Cancer Myth 9: There is currently a cure for cancer, but the medical industry won't tell the public about it because they make too much money treating cancer patients.
Respondents Who Agreed: 28 percent
Origin of Myth: Urban Legend
Reality: One overarching fact that clearly disputes this conspiracy theory is that doctors and laboratory scientists along with their families die of cancer at the same rate as everyone else in the United States. There is one exception, though. Health-care professionals and biomedical researchers are less likely to develop and/or die of lung, larynx, esophageal and other tobacco-related cancers because they are more aware of the dangers of tobacco and are less likely to smoke than the rest of the population.
And why would anyone hide a cure for cancer?
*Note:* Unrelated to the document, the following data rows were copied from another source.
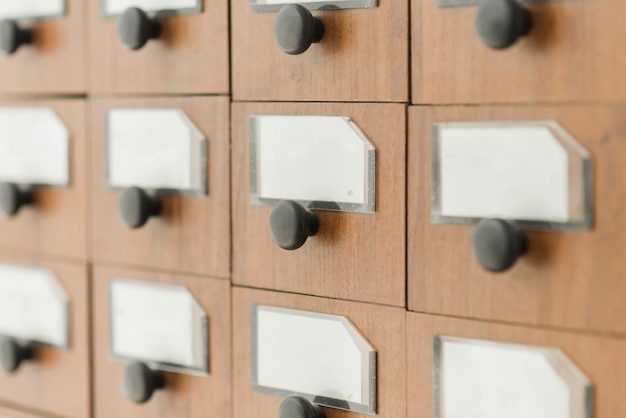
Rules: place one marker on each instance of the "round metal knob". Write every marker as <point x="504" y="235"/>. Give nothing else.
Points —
<point x="500" y="23"/>
<point x="497" y="244"/>
<point x="291" y="224"/>
<point x="12" y="198"/>
<point x="136" y="207"/>
<point x="296" y="29"/>
<point x="135" y="28"/>
<point x="298" y="407"/>
<point x="12" y="36"/>
<point x="140" y="382"/>
<point x="13" y="354"/>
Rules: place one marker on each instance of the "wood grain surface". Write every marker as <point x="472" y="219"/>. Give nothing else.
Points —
<point x="353" y="256"/>
<point x="184" y="395"/>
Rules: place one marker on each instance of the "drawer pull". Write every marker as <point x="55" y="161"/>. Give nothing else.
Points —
<point x="296" y="29"/>
<point x="12" y="198"/>
<point x="12" y="354"/>
<point x="135" y="28"/>
<point x="136" y="207"/>
<point x="140" y="382"/>
<point x="291" y="224"/>
<point x="500" y="23"/>
<point x="497" y="244"/>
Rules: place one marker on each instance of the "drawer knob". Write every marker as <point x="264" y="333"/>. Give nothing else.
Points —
<point x="497" y="244"/>
<point x="135" y="28"/>
<point x="140" y="382"/>
<point x="12" y="36"/>
<point x="500" y="23"/>
<point x="136" y="207"/>
<point x="298" y="407"/>
<point x="291" y="224"/>
<point x="12" y="198"/>
<point x="12" y="354"/>
<point x="296" y="29"/>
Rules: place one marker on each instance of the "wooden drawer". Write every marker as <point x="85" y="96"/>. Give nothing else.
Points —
<point x="352" y="253"/>
<point x="381" y="326"/>
<point x="565" y="57"/>
<point x="189" y="57"/>
<point x="598" y="358"/>
<point x="183" y="394"/>
<point x="363" y="56"/>
<point x="56" y="222"/>
<point x="192" y="233"/>
<point x="567" y="278"/>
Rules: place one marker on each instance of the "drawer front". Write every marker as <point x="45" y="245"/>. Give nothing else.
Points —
<point x="381" y="326"/>
<point x="351" y="252"/>
<point x="190" y="54"/>
<point x="592" y="356"/>
<point x="363" y="56"/>
<point x="191" y="233"/>
<point x="55" y="222"/>
<point x="566" y="278"/>
<point x="183" y="394"/>
<point x="35" y="384"/>
<point x="558" y="60"/>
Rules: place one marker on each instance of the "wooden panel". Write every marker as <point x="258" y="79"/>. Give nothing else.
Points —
<point x="191" y="55"/>
<point x="362" y="57"/>
<point x="568" y="56"/>
<point x="57" y="223"/>
<point x="57" y="382"/>
<point x="382" y="326"/>
<point x="184" y="395"/>
<point x="192" y="234"/>
<point x="567" y="279"/>
<point x="595" y="356"/>
<point x="352" y="254"/>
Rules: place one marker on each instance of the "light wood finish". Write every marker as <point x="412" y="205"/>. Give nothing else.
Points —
<point x="382" y="326"/>
<point x="55" y="62"/>
<point x="352" y="254"/>
<point x="57" y="223"/>
<point x="567" y="279"/>
<point x="57" y="382"/>
<point x="192" y="234"/>
<point x="184" y="395"/>
<point x="362" y="57"/>
<point x="600" y="359"/>
<point x="191" y="55"/>
<point x="568" y="56"/>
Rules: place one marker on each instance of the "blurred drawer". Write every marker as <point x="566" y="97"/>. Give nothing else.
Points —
<point x="45" y="311"/>
<point x="567" y="55"/>
<point x="169" y="310"/>
<point x="43" y="177"/>
<point x="363" y="55"/>
<point x="190" y="54"/>
<point x="324" y="165"/>
<point x="570" y="275"/>
<point x="54" y="61"/>
<point x="175" y="152"/>
<point x="312" y="346"/>
<point x="453" y="367"/>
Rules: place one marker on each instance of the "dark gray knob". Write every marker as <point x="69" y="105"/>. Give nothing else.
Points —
<point x="140" y="382"/>
<point x="497" y="244"/>
<point x="136" y="207"/>
<point x="12" y="354"/>
<point x="12" y="36"/>
<point x="298" y="407"/>
<point x="12" y="198"/>
<point x="135" y="28"/>
<point x="291" y="224"/>
<point x="296" y="29"/>
<point x="500" y="23"/>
Medical breakthroughs of all kinds are quickly announced and applied — as the world has seen with antibiotics and vaccines, such as the polio vaccine.
Also, finding one all-encompassing cure for cancer is unlikely. Cancer comes in many different forms, and for several of them, there are already cures available for the majority of patients.
Only a few decades ago, less than one in 10 children with leukemia survived 10 years after diagnosis. With modern chemotherapy, the cure rate for these children is almost 80 percent. Examples of similar progress include Hodgkin's lymphoma, bone and kidney cancers in children, and testicular cancer.
Fewer than half of all people with cancer in the United States actually die of the disease — and many who are not "cured" of cancer still go on living for years with relatively few changes in their lives, thanks to years of research, which has produced many advances in the fight against many of the different types of the disease. But to suggest that there currently exists an all-encompassing cure for cancer that doctors are aware of is quite inaccurate.